While a few classic SUVs, like the Jeep Wrangler, still give their spares prominent placement, those back-up tires are now more likely to be tucked under the trunk’s load floor – that is, if you have a spare at all. In many vehicles, from the sporty Chevrolet Camaro to the mainstream Ford Fusion, spares have been left out entirely.
By various estimates, somewhere between a third and a half of the new vehicles sold in the U.S. this year will come sans spare. Instead, manufacturers are opting for alternatives like tire inflator kits or run-flat tires, the latter designed to keep running for as much as 50 miles even if they lose pressure.
(Regulators in the US, Germany crack down on mileage, emissions tests. Click Here for more.)
Manufacturers content there are a variety of reasons behind this transition. For one thing, today’s tires tend to be more robust and better able to stand up to potholes, nails and other obstacles. Seldom needed, spare tires take up space and add weight – as much as 50 pounds or more on some off-roaders like the Wrangler.
Weight is the enemy of fuel economy and, in a push to meet new 2016 mileage mandates and the even tougher standards set for 2025, manufacturers are intent on cutting every ounce of fat. Getting rid of the spare is a big first step.
“Automakers are facing increasingly-stringent fuel economy standards and the spare tire has become a casualty in an effort to reduce weight and boost miles-per-gallon,” noted John Nielsen, managing director of Automotive Engineering and Repair for the AAA.
Run-flat tires marked a big transition for the auto industry.
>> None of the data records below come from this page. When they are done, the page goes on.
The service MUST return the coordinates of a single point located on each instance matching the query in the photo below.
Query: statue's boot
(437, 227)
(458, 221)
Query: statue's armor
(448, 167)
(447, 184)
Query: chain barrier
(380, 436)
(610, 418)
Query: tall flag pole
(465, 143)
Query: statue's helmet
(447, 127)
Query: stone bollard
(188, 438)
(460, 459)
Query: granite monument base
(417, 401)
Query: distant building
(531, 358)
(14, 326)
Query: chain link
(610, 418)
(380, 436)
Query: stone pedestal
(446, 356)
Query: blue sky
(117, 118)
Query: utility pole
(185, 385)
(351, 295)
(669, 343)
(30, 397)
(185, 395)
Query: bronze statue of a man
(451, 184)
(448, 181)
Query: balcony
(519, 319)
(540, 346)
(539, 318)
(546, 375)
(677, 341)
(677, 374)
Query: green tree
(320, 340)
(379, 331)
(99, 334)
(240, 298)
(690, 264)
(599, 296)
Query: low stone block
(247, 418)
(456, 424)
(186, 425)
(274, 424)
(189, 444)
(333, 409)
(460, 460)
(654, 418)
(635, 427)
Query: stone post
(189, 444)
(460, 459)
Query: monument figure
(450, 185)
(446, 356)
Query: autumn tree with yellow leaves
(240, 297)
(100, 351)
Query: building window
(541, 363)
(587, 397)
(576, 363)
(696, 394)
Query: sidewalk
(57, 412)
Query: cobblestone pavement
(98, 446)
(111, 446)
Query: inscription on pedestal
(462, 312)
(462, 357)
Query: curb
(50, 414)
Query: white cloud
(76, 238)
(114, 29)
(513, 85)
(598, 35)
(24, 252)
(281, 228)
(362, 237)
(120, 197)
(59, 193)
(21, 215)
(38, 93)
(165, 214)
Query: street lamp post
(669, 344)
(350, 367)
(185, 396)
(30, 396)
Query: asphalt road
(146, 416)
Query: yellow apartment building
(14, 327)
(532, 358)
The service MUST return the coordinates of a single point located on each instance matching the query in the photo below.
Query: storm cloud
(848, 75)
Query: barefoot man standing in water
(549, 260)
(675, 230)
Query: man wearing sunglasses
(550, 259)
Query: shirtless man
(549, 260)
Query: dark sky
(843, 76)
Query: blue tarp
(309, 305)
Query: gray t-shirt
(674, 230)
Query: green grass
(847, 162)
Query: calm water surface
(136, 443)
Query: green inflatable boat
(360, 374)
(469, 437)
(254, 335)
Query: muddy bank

The technology adds a super-stiff sidewall to the tire so that even if it loses pressure – even if it experiences a full blow-out – it can continue to run, albeit at a slower speed, far enough for a motorist to crawl home or find a service station. Run-flats are significantly more expensive and they deliver a much rougher ride than conventional tires, however.
So, many manufacturers have instead opted for tire inflator kits which weigh barely four pounds.
Basically, they use a special foam designed to seal off a puncture, then adding enough air for the tire to be driven on again. The AAA estimates tire inflator kits have replaced spares on 29 million new vehicles over the last decade, growing from 5% of the market during the 2006 model-year to 36% during the 2015 model-year.
But neither of these alternatives necessarily provide the perfect replacement for a spare tire, said AAA’s Nielson. The limited range of a run-flat can still leave a motorist stranded if they’re not relatively close to home or a shop that carries a replacement tire. And spare tire inflators can’t fix all punctures, especially blow-outs.
These alternatives are also expensive. A tire inflator kit can cost up to $300 per use. And the foam normally gunks up a wheel’s tire pressure monitoring system which must then be replaced with the old tire.
“Flat tires are not a disappearing problem, but spare tires are,” Nielsen warned, adding that without a traditional spare, the new systems can “leave motorists stranded at the roadside.”
The safety and travel group is calling on automakers to bring back the spare – even the mini-spare offered in millions more vehicles.
The AAA isn’t the only group concerned by this trend. The non-profit Consumers Union, publisher of Consumer Reports magazine, doesn’t necessarily warn shoppers away from spare-less vehicles but does note the alternatives won’t work in every situation.
It suggests new car buyers think about the issue – adding in a recent report that, “the best time to find out is in the showroom, not roadside, right after you’ve had a flat.”
Barring a sudden consumer revolt – which seems highly unlikely – the shift is almost certain to continue. In not that many years, spare tires could become as rare as running boards.